What are AI agents and how are they used in QA testing?

Lauren Gibson
September 12, 2025

Automated testing makes software quality checks faster and more consistent, but end-to-end tests carry an inherent trade-off: they are brittle. As soon as developers update features or requirements shift, tests break. What was meant to speed teams up frequently slows them down with endless rework and maintenance.

Every test strategy balances three things: stability, reliability, and adaptability. Stability means tests behave the same way every time, reliability means results match how the product actually works, and adaptability means tests keep up as the product evolves. Traditional automation forces trade-offs. It delivers stability and reliability in the short term but falls short on adaptability, leaving humans to handle the slow, manual work of updating tests.

AI agents don’t make E2E tests less brittle; tests still break when features or flows change. Instead, agents absorb most of the maintenance work that brittleness creates. By adapting in real time and recognizing patterns, agents can keep tests stable and results reliable while shifting the cost of brittleness away from QA engineers and preventing them from rewriting code. In this way, adaptability reinforces stability and reliability instead of undermining them. 

AI agents are quickly becoming a part of modern testing strategies, making it important to understand what they are, how they work, and where their limits lie. 

What is an AI agent? 

An AI agent is an autonomous (or semi-automonous) system that’s given a goal and determines how to achieve it without a human directing each step. It observes its environment, reasons about possible actions, uses tools to act, and adapts based on feedback. Unlike fixed workflows, agents dynamically decide what to do next rather than following a predefined sequence.

How are AI agents different from LLMs and AI workflows?

These terms are often used interchangeably, but they mean different things. LLMs, workflows, and agents are related—each one builds on the other—but they function in distinct ways. Understanding these differences is essential to seeing what makes agents important.  

The building blocks: LLMs (large language models)

Models like ChatGPT that generate text, code, or ideas when prompted. They don’t act on their own or retain context across tasks unless given it. They are passive, waiting for input (prompts) before producing output.

Connecting the building blocks: AI workflows

Structured pipelines where multiple AI components are connected in a sequence. Workflows can branch or vary within rules defined ahead of time, but they don’t adapt beyond those rules. That said, they handle repetitive tasks more consistently than LLMs, but they remain limited by those rules.

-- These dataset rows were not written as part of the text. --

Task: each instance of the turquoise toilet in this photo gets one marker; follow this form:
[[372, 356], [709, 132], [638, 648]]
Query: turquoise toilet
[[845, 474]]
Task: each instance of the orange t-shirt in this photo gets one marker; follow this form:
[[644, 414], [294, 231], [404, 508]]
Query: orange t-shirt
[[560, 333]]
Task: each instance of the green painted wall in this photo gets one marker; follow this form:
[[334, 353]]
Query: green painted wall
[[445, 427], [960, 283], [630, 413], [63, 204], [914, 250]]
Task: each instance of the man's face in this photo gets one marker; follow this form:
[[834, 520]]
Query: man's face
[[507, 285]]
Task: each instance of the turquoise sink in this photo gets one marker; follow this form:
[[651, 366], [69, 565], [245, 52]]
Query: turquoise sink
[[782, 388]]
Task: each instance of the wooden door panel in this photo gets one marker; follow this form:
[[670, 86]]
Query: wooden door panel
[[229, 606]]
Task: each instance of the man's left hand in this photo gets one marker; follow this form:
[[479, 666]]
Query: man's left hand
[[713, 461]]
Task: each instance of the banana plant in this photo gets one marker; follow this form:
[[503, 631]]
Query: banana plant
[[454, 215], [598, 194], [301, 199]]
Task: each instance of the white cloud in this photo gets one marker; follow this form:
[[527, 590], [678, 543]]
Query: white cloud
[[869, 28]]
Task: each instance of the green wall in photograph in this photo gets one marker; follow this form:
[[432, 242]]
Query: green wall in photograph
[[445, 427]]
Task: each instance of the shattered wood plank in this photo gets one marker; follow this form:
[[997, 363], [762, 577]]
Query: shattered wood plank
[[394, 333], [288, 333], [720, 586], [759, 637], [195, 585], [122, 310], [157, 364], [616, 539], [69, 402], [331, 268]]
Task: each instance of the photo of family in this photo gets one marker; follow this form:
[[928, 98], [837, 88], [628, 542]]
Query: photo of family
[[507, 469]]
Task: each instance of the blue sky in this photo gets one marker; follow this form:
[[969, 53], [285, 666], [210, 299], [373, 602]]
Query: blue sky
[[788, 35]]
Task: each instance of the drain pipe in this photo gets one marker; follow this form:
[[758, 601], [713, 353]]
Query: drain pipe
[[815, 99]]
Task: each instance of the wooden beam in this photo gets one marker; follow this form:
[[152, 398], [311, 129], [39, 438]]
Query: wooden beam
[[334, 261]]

The step beyond: AI agents

Goal-driven systems that observe, plan, act, and adapt in a feedback loop. Agents use multiple inputs, including but not limited to tools and data, to decide what to do next based on outcomes, not just predefined sequences, which makes them more flexible than workflows.

Here’s how they differ: LLMs generate but don’t act. Workflows add structure and efficiency but stay inside fixed boundaries. Agents go further: They pursue goals, make decisions dynamically, and adapt when conditions change.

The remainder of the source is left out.